To proceed with the migration, the library will do the following:

  • it scans the db/migrate directory which contains the module SQL migration scripts. For each database module, it identifies the module versions that must be upgraded. A module needs an upgrade when there is a <version> directory that exists and is higher than the current schema version recorded in ado_version. This step is done by the ADO.Schemas.Databases.Scan_Migration procedure. Upon completion of this step, we get a list of Update_Type records that indicate every upgrade that must be executed.
  • the list of upgrades must then be sorted to honor the dependencies between the database modules. This step must be done to make sure that the dependent schemas are updated to the specified dependent version. This step is executed by the ADO.Schemas.Databases.Sort_Migration procedure.
  • having a sorted list of upgrade, it is now possible to scan the directory that contains the SQL scripts (ie db/migrate/<module>/<version>). When reading that directory, we only look at the SQL files with the .sql extension. The file name must follow the pattern <order>-<tag>-<title>.sql (or the regular expression [0-9]+-(all|mysql|postgresql|sqlite)-.*\.sql). The SQL file is taken into account if it uses the tag all or uses the database driver name of the database being upgraded. The final list of SQL files is then sorted. This step is handled by the ADO.Schemas.Prepare_Migration procedure. It produces a list of files with their absolute path in the order in which they must be executed for the module upgrade for the specific version.
  • the last step is to execute the SQL statements from the list of files computed previously. During this step, the SQL file is read and split into SQL statements that are executed on the database. Once every statement is executed, the next file is processed until the last one. At the end, the version associated with the database module is update to the upgraded version. If the ado_version table does not contain the module, an entry is created with the version. This step is made by the ADO.Schemas.Run_Migration procedure. The Run_Migration procedure will also automatically call Prepare_Migration to collect the list of files if necessary.

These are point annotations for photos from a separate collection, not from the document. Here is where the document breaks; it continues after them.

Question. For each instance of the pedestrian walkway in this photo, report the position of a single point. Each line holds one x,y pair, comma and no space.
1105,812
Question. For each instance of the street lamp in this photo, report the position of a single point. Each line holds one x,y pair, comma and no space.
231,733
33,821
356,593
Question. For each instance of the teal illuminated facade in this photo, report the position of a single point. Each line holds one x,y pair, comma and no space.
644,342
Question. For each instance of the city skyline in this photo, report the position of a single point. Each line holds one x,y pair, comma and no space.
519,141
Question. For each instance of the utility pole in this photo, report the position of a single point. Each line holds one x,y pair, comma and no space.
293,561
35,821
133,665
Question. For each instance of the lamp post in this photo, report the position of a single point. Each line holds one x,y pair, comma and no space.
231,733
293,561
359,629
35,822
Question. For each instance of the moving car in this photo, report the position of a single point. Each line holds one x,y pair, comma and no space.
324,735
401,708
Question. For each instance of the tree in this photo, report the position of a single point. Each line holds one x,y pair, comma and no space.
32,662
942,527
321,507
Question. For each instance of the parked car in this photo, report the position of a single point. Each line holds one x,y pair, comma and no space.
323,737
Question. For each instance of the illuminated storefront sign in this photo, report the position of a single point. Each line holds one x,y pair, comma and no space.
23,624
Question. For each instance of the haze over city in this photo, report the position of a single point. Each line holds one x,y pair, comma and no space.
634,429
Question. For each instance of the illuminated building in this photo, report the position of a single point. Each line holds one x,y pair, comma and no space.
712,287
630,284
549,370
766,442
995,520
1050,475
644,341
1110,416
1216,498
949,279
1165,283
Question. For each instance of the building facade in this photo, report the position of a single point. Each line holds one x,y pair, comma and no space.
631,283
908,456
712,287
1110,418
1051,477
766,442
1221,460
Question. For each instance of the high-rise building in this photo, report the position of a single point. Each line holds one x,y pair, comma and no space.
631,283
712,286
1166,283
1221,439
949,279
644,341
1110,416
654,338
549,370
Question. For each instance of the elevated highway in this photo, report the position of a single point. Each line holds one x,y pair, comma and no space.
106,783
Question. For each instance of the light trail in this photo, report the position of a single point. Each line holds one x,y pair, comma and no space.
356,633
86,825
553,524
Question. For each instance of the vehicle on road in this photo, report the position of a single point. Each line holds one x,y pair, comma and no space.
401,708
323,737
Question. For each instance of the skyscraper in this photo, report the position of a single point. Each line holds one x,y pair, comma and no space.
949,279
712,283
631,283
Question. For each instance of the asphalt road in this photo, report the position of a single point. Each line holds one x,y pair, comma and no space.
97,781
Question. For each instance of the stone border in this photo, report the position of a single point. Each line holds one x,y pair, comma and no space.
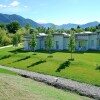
62,83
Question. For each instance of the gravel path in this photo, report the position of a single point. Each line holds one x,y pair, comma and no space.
66,84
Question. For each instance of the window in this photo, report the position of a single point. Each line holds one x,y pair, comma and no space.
92,42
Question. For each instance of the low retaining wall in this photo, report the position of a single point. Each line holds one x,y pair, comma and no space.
66,84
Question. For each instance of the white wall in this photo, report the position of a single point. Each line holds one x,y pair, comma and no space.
58,38
65,43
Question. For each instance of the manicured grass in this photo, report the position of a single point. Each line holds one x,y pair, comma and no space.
82,69
7,71
18,88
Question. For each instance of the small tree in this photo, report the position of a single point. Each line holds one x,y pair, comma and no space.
71,45
49,42
13,27
33,42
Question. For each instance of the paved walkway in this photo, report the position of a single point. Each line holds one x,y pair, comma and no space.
66,84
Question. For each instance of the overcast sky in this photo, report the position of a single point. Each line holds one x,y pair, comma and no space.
54,11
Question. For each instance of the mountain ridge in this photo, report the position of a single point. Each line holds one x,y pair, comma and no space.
6,18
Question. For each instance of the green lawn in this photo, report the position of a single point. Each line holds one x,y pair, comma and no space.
7,71
82,69
13,87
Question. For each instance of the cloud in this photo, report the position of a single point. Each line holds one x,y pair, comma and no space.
25,6
14,4
2,6
41,21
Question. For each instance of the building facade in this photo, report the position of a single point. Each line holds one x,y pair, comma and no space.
84,41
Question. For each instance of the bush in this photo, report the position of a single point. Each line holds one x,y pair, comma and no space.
97,67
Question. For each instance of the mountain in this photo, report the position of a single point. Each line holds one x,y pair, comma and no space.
5,18
71,25
95,23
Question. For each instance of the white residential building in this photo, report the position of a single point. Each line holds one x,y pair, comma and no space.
84,41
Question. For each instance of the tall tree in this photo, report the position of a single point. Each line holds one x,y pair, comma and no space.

The following code extract illustrates a complete database migration support:

with ADO.Sessions;
with ADO.Schemas.Databases;
...
Session : ADO.Sessions.Master_Session;
List    : ADO.Schemas.Databases.Upgrade_List;
Files   : Util.Strings.Vectors.Vector;
...
   ADO.Schemas.Databases.Scan_Migration (Session, "db/migrate", List);
   ADO.Schemas.Databases.Sort_Migration (List);
   for Upgrade of List loop
      ADO.Schemas.Databases.Run_Migration
        (Session, Upgrade, Files, ADO.Sessions.Execute'Access);
   end loop;

Taking into account the migration during development

This section gives some tips to take into account database schema changes during development.

When there is a database schema change in a module, the version should be incremented and one or several SQL scripts to upgrade only to the new version are written. The schema change must be identified and analyzed either manually or with some tool. For example if a new column is added to some table, you will have to write some SQL that looks like:

ALTER TABLE awa_post ADD COLUMN `read_count` INTEGER NOT NULL;

When a schema change is made on the module and that module depends on another one, it is necessary for correct dependency order to write the depend.conf file that indicates the list of modules and their version we are depending on.

For example, if we update a module named blogs and that module depends on awa which itself depends on ado, the depend.conf file must specify these two modules with their specific versions. For example:

awa:1 ado:2

It is also possible to create intermediate upgrade versions for the same module. This is useful when there are incremental development steps but also when some migration becomes too complex. By spliting the complex migration in simpler and small incremental steps, this will help when the migration must be executed because it will be possible to execute one simple step at a time.